Tunnel engineers often use the term “driving” for expressing the general idea of tunnel building though construction methods may be very diverse. For instance, tunnelling through loose or soft ground such as sand, sandy loam or clay is very different from tunnelling through hard rock such as granite, basalt, quartzite, or soft rock, such as shale, chalk or sandstone. The builders evaluate the site geology by driving a probe-type tunnel ahead of the tunnel face. It helps to select the construction method.

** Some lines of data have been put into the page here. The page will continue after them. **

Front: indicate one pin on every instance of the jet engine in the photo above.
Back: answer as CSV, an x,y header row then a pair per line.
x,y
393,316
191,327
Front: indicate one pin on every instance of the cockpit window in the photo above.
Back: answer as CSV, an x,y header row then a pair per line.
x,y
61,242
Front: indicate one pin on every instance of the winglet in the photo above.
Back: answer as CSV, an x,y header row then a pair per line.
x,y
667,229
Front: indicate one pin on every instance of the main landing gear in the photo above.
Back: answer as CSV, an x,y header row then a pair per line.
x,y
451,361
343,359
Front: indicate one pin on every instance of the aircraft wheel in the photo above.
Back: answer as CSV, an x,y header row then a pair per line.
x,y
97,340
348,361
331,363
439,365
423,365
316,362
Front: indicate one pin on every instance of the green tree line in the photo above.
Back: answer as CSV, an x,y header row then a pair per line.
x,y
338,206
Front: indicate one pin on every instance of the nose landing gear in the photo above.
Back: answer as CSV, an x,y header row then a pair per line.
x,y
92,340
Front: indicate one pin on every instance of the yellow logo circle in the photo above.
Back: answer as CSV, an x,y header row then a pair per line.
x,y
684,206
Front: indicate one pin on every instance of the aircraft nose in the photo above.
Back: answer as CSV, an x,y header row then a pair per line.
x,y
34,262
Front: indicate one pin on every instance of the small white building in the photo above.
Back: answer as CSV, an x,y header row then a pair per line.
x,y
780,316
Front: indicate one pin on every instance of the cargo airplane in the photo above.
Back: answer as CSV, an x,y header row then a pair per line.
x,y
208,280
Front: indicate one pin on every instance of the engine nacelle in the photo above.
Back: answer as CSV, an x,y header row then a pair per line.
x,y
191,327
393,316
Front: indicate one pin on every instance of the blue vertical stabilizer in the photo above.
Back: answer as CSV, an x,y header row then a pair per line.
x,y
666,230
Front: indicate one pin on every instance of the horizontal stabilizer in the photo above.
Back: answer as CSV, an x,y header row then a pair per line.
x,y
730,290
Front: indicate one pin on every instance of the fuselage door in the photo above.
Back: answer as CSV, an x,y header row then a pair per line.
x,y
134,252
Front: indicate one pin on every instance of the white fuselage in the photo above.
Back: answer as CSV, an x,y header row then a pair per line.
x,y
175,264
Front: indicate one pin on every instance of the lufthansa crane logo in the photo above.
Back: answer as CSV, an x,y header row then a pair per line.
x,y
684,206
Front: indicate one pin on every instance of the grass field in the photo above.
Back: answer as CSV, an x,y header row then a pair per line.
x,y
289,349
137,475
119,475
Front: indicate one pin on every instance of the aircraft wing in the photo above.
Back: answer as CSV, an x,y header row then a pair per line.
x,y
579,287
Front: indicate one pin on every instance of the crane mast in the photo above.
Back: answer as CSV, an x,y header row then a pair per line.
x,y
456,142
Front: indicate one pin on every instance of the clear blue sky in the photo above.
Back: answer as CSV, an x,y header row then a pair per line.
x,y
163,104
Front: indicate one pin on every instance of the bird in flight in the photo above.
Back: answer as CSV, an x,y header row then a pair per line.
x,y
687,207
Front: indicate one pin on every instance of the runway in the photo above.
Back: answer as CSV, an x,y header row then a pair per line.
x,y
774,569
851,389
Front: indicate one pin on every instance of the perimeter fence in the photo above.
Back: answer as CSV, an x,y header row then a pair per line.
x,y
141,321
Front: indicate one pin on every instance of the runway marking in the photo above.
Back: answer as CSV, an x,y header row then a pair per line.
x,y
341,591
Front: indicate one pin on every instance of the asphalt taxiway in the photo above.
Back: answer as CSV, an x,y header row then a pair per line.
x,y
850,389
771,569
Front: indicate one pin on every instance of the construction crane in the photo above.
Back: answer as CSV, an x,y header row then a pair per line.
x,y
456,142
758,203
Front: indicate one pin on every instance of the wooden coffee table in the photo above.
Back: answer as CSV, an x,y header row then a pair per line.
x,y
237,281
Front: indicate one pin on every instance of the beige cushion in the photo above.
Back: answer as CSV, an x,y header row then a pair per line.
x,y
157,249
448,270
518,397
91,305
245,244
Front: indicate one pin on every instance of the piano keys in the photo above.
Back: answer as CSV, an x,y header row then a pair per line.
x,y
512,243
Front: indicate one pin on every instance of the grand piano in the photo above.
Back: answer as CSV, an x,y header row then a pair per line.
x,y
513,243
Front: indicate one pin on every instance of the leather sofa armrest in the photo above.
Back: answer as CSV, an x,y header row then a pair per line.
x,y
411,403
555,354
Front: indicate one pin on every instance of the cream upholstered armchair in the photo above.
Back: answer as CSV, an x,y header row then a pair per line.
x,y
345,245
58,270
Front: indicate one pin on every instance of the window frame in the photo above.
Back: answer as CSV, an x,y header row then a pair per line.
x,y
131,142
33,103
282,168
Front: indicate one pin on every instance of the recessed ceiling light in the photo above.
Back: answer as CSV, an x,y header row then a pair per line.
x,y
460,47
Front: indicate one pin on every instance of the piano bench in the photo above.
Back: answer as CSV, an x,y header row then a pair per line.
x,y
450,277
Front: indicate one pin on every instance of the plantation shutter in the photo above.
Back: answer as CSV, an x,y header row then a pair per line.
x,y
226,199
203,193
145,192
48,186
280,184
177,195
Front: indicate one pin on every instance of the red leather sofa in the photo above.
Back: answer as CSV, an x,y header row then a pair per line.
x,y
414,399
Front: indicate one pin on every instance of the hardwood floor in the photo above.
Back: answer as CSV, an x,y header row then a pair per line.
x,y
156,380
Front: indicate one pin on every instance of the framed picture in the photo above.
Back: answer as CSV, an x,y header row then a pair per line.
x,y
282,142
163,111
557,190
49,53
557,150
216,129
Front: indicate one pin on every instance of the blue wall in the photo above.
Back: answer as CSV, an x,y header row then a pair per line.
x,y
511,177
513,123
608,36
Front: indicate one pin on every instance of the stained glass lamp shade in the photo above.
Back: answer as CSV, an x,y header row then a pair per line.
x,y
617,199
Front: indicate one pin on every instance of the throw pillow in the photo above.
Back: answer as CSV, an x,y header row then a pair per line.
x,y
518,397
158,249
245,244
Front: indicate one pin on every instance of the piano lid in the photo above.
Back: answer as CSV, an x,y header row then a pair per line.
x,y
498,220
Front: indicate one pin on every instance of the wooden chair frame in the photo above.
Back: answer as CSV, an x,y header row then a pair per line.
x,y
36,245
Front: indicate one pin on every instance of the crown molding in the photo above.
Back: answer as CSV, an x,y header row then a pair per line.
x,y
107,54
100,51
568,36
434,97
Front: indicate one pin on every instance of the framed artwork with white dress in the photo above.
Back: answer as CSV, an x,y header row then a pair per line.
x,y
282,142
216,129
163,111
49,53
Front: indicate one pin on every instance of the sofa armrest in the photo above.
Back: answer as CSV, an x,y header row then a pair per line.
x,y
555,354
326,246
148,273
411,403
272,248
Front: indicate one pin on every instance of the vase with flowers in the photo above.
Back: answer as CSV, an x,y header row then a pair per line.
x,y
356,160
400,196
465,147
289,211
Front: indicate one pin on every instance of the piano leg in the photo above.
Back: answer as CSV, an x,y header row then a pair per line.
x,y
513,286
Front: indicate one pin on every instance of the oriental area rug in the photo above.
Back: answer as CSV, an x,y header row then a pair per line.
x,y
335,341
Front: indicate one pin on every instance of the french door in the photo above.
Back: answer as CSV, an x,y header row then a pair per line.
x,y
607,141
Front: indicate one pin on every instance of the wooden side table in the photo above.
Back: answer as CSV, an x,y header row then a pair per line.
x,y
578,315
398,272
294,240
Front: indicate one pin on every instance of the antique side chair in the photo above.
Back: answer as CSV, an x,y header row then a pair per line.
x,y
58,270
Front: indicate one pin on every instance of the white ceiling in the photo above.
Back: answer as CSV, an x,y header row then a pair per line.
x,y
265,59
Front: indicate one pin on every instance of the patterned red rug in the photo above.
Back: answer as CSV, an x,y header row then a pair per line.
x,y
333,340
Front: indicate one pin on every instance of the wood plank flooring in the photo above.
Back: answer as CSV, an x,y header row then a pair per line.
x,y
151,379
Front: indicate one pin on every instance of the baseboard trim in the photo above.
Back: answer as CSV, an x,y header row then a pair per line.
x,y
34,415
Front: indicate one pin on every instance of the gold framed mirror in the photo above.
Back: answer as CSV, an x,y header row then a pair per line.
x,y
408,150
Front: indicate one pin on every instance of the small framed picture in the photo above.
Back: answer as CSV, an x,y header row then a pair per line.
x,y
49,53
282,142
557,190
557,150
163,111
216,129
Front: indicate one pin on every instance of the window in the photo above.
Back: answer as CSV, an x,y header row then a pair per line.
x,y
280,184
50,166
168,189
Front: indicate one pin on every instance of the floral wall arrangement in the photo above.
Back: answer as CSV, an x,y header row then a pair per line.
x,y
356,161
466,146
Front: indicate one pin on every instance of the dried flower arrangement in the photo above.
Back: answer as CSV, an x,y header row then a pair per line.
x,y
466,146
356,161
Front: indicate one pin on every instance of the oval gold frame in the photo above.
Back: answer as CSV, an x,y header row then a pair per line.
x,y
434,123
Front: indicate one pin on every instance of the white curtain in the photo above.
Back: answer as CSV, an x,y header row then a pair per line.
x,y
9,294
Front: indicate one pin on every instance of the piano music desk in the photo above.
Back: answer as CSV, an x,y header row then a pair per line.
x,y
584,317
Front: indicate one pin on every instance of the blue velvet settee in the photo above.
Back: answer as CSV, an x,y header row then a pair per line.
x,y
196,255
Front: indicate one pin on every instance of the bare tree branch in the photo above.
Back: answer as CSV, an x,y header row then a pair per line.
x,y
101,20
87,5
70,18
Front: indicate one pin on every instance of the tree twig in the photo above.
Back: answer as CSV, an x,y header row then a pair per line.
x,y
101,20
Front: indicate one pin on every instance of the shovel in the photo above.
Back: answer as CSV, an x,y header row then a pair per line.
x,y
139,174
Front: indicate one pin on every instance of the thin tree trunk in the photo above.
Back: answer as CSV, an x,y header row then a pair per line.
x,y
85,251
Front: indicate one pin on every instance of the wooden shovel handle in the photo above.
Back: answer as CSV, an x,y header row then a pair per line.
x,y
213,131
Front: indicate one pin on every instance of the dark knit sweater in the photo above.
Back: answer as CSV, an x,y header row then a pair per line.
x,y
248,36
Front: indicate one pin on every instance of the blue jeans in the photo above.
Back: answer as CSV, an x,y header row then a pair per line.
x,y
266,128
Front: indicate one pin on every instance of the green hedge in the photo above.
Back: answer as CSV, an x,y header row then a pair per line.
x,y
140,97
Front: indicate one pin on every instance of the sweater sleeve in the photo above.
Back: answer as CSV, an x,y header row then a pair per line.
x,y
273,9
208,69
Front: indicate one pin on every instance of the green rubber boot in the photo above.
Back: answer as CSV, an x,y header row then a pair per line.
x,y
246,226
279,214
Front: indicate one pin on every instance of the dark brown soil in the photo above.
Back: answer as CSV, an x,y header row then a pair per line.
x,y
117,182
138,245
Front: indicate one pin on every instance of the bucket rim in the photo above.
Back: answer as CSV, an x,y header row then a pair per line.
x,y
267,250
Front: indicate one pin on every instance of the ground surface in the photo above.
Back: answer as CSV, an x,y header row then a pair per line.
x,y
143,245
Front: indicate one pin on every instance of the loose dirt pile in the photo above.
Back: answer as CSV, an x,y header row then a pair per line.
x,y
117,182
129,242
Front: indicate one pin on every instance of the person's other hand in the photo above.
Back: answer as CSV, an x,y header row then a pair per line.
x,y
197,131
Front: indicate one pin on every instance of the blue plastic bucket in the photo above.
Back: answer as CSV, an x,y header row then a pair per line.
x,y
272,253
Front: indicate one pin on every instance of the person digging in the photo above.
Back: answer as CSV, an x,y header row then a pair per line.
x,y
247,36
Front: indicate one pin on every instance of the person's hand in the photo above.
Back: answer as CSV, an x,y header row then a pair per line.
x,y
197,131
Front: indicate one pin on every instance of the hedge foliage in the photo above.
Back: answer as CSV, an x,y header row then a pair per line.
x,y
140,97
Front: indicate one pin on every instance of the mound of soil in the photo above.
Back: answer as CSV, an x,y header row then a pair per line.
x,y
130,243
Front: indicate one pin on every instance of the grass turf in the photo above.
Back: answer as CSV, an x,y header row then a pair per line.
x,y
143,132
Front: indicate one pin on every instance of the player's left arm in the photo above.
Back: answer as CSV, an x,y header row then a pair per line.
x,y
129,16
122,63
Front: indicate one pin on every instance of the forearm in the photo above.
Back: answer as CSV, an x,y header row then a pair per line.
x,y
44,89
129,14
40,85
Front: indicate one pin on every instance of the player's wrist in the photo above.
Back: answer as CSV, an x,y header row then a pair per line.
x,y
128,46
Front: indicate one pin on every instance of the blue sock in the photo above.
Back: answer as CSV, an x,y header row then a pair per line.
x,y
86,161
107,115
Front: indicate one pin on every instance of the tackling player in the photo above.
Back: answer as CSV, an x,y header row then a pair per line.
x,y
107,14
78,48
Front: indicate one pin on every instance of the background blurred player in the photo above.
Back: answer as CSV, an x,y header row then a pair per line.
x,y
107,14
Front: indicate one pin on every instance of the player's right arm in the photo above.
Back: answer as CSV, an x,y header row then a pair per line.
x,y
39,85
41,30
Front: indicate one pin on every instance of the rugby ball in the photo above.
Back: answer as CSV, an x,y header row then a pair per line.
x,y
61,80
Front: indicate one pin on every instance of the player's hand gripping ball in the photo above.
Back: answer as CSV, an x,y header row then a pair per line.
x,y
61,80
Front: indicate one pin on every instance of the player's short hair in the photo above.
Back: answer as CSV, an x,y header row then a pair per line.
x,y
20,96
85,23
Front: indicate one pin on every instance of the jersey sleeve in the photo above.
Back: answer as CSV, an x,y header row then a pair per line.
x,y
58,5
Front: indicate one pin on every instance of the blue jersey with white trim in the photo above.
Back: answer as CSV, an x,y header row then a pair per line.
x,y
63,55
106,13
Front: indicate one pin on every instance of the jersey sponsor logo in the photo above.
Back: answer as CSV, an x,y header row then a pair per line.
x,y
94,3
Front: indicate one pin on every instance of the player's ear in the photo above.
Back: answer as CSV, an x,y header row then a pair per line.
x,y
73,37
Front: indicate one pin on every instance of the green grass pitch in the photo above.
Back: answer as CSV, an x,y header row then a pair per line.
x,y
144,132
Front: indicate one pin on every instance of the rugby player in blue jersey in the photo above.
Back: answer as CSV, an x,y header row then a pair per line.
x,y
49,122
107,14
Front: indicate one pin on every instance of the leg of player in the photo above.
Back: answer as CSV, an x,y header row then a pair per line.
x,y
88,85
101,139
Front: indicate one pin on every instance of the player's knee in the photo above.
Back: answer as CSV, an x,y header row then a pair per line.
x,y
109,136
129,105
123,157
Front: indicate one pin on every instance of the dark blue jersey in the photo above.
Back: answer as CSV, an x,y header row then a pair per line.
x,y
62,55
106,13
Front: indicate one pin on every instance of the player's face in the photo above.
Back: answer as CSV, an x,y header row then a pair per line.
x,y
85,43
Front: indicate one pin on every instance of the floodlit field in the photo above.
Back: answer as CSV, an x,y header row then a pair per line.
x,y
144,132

Tunnelling history started with manual labor using hand digging tools, rapid heating and cooling. Then it advanced to the cut-and-cover method, drill-and-blast method using explosives, and shield tunneling devised by Marc Brunel and James Greathead who constructed two tunnels under the Thames River. More than a hundred years later, the American engineer James Robbins invented the TBM (tunnel boring machine) which is suitable for longer, circular tunnels. It could move forward grinding rock and soil by digging or cutting heads mounted on its rotating front face. The arrangement of their cutting heads matches the site geology and makes TBMs widely used and customized for any tunnel type. Truck-mounted drilling jumbos equipped with several high-speed pneumatic drills with replaceable cutting bits can also work in hard rock, controlled by a single operator. Muck is loaded into tracked cart driven by electric locomotives, which run along narrow-gauge tracks. The gauge in tunnels ranges from 600 to 750 or 900 mm.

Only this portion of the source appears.